My initial approach to generate floor plans in Rhino + Grasshopper was to divide a given perimeter into containers, and pack them with satisfying combinations of rooms. Researching tiling and bin packing has helped greatly, along with methods in computational geometry. A reductive approach has been very helpful in the preliminary stages of space planning, but much work is yet to be done to refine the algorithm so that a working floor plan is created.
I am exploring the tiling of a rectangle, and dividing a rectangle given the placement of 1+ rooms into the space. Given some perimeter, the algorithm tiles the space with horizontal or vertical chords, which divides the remaining area. Every possible rectangle that can be drawn with the divisions becomes a container to be packed.

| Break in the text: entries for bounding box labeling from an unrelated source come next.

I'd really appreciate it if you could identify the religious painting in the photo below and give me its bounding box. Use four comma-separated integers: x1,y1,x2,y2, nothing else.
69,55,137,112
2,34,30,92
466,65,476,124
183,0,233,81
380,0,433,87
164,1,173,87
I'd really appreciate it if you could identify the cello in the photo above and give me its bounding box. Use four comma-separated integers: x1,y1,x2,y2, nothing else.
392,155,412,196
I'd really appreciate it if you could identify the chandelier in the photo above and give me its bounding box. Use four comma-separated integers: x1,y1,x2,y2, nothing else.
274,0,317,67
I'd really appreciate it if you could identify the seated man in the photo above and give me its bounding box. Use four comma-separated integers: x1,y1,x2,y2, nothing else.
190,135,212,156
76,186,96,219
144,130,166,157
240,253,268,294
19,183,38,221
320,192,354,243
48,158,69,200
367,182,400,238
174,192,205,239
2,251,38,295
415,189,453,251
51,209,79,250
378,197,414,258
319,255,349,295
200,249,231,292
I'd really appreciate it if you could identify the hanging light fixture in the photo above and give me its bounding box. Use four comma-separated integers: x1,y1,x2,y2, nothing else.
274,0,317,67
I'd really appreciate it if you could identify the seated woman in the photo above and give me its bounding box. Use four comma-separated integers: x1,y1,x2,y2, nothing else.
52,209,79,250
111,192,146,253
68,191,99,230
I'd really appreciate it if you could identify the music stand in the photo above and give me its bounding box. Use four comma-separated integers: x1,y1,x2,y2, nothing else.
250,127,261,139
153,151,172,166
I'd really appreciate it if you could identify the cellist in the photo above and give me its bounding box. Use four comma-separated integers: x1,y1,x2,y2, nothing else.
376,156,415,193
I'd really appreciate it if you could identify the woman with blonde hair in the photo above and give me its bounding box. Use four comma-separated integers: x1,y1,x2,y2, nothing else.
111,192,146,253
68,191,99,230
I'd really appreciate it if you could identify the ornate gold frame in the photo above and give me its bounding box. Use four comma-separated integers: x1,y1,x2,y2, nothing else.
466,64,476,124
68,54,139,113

Each container can be packed with some number of rooms. Sometimes the containers are too small or too large to pack any rooms, and other times it can pack many. This depends on the relationship between the container dimensions and the range of room dimensions. For a given program of 15 rooms (see below), it can also be seen how the sizes of the rooms (top graph) affect the number of packings (bottom graph). The garage is the largest and also has the fewest number of possible packings, while Bath 2 seems to be the most optimally sized to be packed. Since a packing of 2 (Double) is a sub condition of every packing up to 4, the number of Doubles for a given room greatly affects the overall packability. Bath 2 and M. WIC have the highest # of packings because they can form alignment with the most combinations. Finding these types of trends could guide the algorithm in deciding how to best reach a full packing.

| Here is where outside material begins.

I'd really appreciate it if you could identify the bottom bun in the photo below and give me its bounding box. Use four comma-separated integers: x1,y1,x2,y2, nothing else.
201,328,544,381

The tiling and packing workflow could also be applied to the placement of showers, cabinets, furniture, appliances within certain rooms, exploiting the self similarity of how rectilinear shapes fit together. Initially placing a few rooms constrains the number of possibilities, as does drawing the perimeter with 6, 8, 10+ sides; these constraints help to cut the number of possibilities down. Some limitations of the algorithm can be alleviated by the requirement that the designer intervenes.
Below, the definition shuffles through the combinations to generate full plans and analyze them for adjacency satisfaction. It takes a few minutes for it to process all of the packings for the containers, but then the search begins to find the combination that satisfies the most conditions. Some container combinations result in an unpacked space, which I haven’t filtered out yet as they could be used as extension space for any surrounding room.
In the animations above, some rooms are placed in constant locations, and the remaining space is then packed with the remaining rooms. This method is not fully autonomous, but can get to a point that Galapagos begins to run through floor plans and tries to converge to a minimum fitness number. I have used geometric computation methods to find combinations, appreciably speeding up the process. From the given conditions, a profile is built and is used like a road map. The profile (a collection of graphs) provides a shortcut to combinations that fit into rectangles of particular sizes.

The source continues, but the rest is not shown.